Playing into the wind in the first half, the Wildcats led early thanks to a try from Darren Cooper, but UCLA made it a 5-3 score with a penalty kick from scrumhalf Yoh Nakayama. Korbin Lindell then scored to make it 10-3 before Seb Sharpe touched down UCLA’s first try, and Nakayama kicked the conversion to tie the game up.

Kicking into the wind, CWU would be forgiven for being a little conservative on restarts, but not so this time, as Ian Wright lofted the kick high and somehow no one from UCLA got a hand on it. The rugby ball is a funny shape, and it bounced and rolled downfield, and into in-goal. On his horse was Dominic Lindstrom, who raced in to touch the ball down.

“It was a big play for us,” said CWU Head Coach Tony Pacheco. “It got us in a position where we knew we could attack them, and with the wind we could use our kicking game even more. Ian Wright had a great game kicking.”

In the second half, with the wind at their backs, the Wildcats exploded for three tries in the space of seven minutes, paced by a nifty counter-attack from Lindstrom, and another when newly-minted USA 7s player Seth Halliman sliced through the Bruin defense and set up Wright. then it was the turn of Tanner Barnes, who capped off a set move from the lineout, and a 15-10 halftime score was, at 51 minutes, 32-10.
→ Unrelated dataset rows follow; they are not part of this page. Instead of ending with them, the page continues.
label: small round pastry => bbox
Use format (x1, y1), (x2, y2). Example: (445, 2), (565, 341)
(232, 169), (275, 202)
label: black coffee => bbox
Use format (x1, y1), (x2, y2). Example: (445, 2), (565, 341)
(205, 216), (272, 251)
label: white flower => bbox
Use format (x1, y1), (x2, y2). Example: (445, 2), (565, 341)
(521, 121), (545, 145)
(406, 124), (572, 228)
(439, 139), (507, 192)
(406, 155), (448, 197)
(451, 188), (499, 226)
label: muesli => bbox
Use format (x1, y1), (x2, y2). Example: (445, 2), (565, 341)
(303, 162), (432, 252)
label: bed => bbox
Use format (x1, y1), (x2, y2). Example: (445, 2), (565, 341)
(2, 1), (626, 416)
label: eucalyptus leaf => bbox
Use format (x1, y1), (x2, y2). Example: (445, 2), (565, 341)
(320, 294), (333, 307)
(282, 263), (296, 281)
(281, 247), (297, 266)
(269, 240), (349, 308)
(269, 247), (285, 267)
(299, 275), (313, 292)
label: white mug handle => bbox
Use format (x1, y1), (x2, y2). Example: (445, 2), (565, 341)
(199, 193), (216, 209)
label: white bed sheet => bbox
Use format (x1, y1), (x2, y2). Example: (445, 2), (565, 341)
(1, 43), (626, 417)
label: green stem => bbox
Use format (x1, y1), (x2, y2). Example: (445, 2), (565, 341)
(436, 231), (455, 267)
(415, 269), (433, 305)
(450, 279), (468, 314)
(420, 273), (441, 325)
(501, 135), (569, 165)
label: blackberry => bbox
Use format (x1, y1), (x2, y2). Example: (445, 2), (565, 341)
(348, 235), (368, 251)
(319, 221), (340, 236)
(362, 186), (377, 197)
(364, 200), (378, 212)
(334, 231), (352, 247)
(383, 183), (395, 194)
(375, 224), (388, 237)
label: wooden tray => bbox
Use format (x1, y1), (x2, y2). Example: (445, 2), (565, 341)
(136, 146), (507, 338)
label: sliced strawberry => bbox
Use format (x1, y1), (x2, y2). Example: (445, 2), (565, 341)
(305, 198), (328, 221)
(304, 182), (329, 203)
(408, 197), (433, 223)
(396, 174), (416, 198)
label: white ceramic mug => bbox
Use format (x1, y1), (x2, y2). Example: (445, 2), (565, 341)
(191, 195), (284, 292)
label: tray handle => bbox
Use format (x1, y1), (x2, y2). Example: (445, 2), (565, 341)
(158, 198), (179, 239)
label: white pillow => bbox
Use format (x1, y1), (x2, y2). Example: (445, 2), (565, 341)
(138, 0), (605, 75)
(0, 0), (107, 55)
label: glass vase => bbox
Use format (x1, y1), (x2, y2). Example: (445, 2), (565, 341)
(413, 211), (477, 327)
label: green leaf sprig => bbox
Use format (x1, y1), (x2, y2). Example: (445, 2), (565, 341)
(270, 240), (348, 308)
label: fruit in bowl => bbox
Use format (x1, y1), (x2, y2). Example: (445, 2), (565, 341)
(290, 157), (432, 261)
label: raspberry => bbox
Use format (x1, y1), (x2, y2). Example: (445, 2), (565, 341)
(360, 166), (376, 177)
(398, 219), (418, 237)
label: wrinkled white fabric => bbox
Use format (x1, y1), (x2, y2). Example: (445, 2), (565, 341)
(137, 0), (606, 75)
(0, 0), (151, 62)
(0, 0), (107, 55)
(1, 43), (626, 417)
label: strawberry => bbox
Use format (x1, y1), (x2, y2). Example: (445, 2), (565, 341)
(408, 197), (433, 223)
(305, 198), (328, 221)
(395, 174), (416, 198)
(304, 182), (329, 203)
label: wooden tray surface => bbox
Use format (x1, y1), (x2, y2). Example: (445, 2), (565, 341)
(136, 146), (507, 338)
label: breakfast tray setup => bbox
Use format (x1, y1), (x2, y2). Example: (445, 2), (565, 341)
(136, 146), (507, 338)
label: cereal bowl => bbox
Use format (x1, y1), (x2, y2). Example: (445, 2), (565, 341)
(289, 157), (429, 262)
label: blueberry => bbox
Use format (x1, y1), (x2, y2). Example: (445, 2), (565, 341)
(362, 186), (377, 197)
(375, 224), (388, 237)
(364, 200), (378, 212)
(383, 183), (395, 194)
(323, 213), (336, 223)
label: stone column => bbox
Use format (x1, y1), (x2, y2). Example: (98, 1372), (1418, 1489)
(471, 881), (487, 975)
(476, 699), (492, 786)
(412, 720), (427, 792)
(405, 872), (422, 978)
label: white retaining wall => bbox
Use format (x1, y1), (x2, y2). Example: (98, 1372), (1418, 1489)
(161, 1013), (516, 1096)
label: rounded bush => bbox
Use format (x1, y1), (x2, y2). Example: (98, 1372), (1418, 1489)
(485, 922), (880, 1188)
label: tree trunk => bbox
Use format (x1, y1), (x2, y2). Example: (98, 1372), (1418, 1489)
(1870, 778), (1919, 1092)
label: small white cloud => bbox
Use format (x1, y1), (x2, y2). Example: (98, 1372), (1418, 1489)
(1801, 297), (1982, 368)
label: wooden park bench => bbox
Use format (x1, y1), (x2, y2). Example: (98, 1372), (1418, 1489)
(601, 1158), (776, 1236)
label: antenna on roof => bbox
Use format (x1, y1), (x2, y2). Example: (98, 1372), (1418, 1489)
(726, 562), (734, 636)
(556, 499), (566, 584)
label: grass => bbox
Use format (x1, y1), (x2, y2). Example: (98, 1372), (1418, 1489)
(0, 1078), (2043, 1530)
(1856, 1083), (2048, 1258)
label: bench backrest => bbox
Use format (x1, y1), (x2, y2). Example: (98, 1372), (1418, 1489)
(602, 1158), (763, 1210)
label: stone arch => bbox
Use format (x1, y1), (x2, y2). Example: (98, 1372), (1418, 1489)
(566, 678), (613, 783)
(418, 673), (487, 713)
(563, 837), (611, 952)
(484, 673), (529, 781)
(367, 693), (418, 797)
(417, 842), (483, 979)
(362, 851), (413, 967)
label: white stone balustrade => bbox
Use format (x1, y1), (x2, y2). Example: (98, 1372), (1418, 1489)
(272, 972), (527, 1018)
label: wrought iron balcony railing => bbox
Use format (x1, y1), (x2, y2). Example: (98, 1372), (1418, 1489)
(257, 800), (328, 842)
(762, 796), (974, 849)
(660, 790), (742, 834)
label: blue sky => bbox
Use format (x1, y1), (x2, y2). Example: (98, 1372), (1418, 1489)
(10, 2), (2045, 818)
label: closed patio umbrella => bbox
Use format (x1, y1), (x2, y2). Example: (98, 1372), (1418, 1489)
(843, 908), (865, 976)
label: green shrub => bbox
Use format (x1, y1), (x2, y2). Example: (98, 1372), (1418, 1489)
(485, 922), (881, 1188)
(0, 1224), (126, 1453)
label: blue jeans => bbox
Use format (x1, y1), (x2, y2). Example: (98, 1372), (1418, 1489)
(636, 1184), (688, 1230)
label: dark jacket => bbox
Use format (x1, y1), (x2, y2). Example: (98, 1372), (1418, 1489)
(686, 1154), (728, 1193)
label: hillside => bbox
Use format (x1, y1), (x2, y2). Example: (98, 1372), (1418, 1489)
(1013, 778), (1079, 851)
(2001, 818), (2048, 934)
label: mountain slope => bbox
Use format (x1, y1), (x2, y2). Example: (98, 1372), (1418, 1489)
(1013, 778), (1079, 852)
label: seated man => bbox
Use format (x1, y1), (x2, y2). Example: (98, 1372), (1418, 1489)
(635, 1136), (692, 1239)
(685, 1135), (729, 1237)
Clint Lemkus for CWU, then Luke Hoffman for UCLA, and finally John Hayden for Central capped off the scoring. But most will remember that restart that sailed and bounced into big trouble for the Bruins.

“UCLA is a very good team,” said Pacheco, whose own Wildcats seemed to hit them hard nonetheless. “We just had a bunch of good performances. But it was very close at halftime.”

Now CWU looks ahead to Utah, and Pacheco said that will not be an easy time.

“I don’t know if it’s cultural within the team, or the kinds of players they get, but Utah just plays 100% all the way through, as much as any team,” said the CWU coach. “They just don’t stop competing, no matter what the circumstances. It will be a tough game for us.”